Women of color (singular: woman of color, sometimes abbreviated as WOC) is a phrase used to describe female persons of color. The term is used to represent all women of non-white heritage, often with regard to oppression, systemic racism or racial bias. It relates worldwide to all female persons of color.
Although similar to the term “person of color,” the history of the term women of color has political roots, as explained by Loretta Ross. During the 1977 National Women’s Conference, a group of African American women created the Black Women’s Agenda to work with the conference. They aimed to substitute the proposed “Minority Women’s Plank”, which included in the documentation for the conference. When other minority women wanted to be included in the agenda, negotiations to rename the group lead to the creation of the term “women of color”, therefore encompassing all minority women. Although it seems to have biological connotations, the term "women of color" is a unifying term that also addresses the political and social issues.
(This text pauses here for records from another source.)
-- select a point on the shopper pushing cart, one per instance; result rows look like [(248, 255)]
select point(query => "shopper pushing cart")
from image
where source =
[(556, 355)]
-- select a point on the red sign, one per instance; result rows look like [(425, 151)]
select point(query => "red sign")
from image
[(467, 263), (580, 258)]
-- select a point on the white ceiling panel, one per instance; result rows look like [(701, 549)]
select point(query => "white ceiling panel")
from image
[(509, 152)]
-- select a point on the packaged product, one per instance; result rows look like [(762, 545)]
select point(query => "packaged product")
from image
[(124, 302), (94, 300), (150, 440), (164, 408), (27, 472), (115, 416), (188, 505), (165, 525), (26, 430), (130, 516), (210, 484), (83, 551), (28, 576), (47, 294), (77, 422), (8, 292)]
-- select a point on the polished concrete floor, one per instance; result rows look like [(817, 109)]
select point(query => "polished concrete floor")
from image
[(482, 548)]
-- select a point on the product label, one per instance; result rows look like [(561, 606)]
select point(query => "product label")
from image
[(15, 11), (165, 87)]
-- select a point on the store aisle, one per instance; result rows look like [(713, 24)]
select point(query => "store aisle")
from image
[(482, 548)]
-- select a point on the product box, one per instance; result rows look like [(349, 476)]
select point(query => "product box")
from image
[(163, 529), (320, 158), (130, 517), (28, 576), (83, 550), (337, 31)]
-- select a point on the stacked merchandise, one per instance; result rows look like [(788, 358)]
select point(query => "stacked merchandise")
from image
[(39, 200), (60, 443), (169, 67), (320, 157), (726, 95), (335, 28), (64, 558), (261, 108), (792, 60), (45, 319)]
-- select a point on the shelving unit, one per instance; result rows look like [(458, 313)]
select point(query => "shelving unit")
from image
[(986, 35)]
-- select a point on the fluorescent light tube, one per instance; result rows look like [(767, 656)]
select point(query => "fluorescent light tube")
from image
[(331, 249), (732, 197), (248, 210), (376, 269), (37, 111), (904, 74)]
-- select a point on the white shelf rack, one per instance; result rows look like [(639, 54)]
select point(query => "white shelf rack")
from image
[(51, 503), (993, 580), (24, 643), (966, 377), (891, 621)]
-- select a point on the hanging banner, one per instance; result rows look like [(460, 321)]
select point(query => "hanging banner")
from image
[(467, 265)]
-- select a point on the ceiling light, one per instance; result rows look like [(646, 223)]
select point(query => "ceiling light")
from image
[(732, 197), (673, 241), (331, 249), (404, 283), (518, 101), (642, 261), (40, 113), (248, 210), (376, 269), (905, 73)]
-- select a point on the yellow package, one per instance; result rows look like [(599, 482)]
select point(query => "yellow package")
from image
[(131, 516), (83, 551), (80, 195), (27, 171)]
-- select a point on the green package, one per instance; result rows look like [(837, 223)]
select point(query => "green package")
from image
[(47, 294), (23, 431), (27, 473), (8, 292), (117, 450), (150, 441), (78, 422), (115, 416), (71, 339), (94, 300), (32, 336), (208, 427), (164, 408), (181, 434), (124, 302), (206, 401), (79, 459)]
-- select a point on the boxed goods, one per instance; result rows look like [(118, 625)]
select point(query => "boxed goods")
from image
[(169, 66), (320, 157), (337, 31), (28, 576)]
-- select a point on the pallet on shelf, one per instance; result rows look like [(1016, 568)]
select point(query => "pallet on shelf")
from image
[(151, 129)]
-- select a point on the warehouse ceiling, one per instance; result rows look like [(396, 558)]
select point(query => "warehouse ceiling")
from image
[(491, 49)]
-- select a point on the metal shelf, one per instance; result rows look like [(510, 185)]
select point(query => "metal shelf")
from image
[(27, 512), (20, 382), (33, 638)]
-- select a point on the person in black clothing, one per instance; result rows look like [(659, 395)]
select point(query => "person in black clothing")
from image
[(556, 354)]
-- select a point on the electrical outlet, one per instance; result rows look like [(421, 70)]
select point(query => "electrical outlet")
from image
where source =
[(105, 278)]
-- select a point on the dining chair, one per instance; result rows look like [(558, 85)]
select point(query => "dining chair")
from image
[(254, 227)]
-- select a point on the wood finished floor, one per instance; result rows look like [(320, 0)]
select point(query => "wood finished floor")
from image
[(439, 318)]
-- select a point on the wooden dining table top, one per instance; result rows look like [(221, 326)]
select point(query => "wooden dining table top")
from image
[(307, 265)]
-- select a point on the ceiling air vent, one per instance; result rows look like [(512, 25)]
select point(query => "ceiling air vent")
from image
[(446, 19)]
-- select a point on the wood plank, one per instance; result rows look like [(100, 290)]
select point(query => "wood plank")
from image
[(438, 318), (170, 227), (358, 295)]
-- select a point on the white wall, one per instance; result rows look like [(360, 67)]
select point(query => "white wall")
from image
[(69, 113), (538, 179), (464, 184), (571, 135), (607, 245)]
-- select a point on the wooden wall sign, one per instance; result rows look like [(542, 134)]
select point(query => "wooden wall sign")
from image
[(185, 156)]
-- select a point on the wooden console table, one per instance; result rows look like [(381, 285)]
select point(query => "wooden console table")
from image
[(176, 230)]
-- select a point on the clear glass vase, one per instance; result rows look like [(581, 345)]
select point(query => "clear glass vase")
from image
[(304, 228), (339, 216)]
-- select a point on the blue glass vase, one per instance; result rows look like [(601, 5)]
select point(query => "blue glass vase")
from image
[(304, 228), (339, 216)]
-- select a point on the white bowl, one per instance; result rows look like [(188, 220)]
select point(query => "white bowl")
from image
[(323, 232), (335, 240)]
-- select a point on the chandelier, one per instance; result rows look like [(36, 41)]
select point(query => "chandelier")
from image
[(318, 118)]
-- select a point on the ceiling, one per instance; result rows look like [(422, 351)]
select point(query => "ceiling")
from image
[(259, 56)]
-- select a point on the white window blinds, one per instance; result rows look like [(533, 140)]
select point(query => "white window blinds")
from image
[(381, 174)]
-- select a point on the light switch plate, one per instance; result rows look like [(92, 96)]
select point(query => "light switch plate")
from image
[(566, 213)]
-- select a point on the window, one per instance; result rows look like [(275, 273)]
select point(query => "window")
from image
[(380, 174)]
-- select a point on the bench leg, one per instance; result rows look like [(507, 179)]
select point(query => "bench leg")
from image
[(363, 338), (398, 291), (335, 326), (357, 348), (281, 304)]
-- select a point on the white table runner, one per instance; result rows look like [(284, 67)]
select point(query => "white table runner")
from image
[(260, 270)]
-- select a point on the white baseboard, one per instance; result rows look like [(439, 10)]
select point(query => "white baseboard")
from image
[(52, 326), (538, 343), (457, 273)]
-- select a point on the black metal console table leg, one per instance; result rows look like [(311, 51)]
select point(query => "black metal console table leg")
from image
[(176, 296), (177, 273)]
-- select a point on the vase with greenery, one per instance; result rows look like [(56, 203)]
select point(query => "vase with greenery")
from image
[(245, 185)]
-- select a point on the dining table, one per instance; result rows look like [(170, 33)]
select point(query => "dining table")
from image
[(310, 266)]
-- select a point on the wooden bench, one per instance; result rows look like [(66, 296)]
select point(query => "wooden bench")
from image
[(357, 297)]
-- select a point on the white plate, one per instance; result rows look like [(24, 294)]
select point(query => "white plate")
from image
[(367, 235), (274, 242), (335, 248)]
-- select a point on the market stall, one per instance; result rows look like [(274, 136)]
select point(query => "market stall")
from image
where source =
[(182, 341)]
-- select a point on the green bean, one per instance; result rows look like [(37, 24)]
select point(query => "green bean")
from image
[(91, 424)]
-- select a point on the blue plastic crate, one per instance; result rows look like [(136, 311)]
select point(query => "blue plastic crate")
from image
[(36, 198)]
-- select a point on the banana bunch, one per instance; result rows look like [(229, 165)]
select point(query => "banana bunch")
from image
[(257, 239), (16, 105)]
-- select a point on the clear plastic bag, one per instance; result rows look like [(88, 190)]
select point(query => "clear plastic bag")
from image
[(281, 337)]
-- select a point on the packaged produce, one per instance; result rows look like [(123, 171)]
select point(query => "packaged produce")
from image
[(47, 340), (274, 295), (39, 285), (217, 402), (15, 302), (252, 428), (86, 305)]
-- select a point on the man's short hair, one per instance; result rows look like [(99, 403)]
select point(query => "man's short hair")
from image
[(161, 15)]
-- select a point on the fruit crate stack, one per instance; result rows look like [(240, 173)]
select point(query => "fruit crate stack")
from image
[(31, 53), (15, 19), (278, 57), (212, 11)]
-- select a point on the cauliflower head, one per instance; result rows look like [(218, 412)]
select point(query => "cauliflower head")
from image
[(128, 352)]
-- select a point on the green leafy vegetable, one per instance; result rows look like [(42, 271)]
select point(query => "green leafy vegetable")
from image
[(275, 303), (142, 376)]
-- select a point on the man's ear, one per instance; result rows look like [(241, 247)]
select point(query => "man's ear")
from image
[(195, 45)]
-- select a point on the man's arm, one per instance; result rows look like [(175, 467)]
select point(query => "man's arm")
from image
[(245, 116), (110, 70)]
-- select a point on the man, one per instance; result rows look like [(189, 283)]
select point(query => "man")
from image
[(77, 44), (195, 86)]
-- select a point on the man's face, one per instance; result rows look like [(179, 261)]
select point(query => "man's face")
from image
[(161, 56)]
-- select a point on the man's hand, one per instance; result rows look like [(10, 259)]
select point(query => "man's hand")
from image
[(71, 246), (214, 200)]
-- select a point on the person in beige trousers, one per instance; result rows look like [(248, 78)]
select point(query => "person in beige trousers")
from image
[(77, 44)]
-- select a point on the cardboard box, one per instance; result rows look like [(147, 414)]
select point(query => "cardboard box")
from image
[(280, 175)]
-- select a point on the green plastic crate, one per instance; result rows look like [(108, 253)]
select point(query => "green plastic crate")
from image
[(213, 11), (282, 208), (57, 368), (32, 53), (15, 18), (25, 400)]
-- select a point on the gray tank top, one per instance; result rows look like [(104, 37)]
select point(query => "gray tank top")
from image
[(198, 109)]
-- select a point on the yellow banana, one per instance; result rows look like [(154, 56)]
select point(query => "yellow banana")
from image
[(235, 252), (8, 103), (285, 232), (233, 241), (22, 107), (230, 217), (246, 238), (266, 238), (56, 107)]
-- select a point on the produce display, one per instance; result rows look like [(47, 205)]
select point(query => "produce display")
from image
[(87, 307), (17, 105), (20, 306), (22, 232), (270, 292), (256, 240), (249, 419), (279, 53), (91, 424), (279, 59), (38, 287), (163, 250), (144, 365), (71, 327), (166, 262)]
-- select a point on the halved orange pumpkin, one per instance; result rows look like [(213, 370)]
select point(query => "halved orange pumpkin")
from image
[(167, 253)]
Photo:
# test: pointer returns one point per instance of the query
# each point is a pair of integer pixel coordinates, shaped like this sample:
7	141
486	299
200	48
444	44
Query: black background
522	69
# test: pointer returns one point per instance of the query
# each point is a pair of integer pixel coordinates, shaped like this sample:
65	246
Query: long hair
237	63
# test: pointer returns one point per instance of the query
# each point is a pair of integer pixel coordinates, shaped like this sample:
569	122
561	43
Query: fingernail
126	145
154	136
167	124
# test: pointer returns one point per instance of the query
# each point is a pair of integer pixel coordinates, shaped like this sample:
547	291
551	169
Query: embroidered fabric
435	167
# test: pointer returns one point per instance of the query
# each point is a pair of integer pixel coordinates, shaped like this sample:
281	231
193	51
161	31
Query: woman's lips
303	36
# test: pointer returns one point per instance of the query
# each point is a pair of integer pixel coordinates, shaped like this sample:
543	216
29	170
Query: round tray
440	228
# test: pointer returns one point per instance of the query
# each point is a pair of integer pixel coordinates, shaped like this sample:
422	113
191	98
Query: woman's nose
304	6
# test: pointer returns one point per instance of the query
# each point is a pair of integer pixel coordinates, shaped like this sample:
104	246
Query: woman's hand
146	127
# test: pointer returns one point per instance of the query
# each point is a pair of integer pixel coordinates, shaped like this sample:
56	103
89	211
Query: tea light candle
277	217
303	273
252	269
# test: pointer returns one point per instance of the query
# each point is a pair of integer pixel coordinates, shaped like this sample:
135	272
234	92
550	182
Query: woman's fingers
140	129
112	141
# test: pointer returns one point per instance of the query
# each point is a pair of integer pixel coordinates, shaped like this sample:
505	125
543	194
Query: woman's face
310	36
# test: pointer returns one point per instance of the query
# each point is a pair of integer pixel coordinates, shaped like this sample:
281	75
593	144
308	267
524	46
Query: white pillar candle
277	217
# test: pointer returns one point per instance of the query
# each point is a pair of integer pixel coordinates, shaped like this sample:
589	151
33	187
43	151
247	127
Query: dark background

Michelle Obama was the United States’ First Lady from 2009 to 2017. "Obama is considered a role model for women and is an advocate for poverty awareness, nutrition, physical activity, and healthy eating". While in school at Princeton, she ran a literacy program for local neighborhood children. She also wrote her senior sociology thesis on "Princeton-Educated Blacks and the Black Community". Obama also protested the institution's lack of minority students and professors when she attended Harvard Law School. After law school, she practiced law at the Chicago offices of the law firm, Sidley Austin, and then worked as the vice president of Community Relations for the University of Chicago Hospitals, before becoming the First Lady of the United States.
The first wave of the feminist movement, primarily between 1960 and 1980, did not deal with the issues that women of color faced. This wave used the term "universal woman", attempting to speak for the overall oppression faced by all women. Many involved in the first wave of feminism spoke from the white middle class female perspective and concluded that gender was the main site of their oppression. Nevertheless, feminism slowly began to address cultural inequalities, especially after the influence of the civil rights movement. Women of color, noting the range of economic, social, and political differences between women, thus sought to address the unique experiences of non-white women, generally excluded from the term "feminism". In the 1980s Africana Womanism was created to practice Afrocentricism due to the fact that in America, many things were from a Eurocentric stand point. The mujerista movement also came about during this time to battle the issues that Latina women were facing. The term is derived from the Spanish word mujer, or “woman” in English; it was a name for oppressed colored women who did not find their issues were being addressed within the white feminist movement.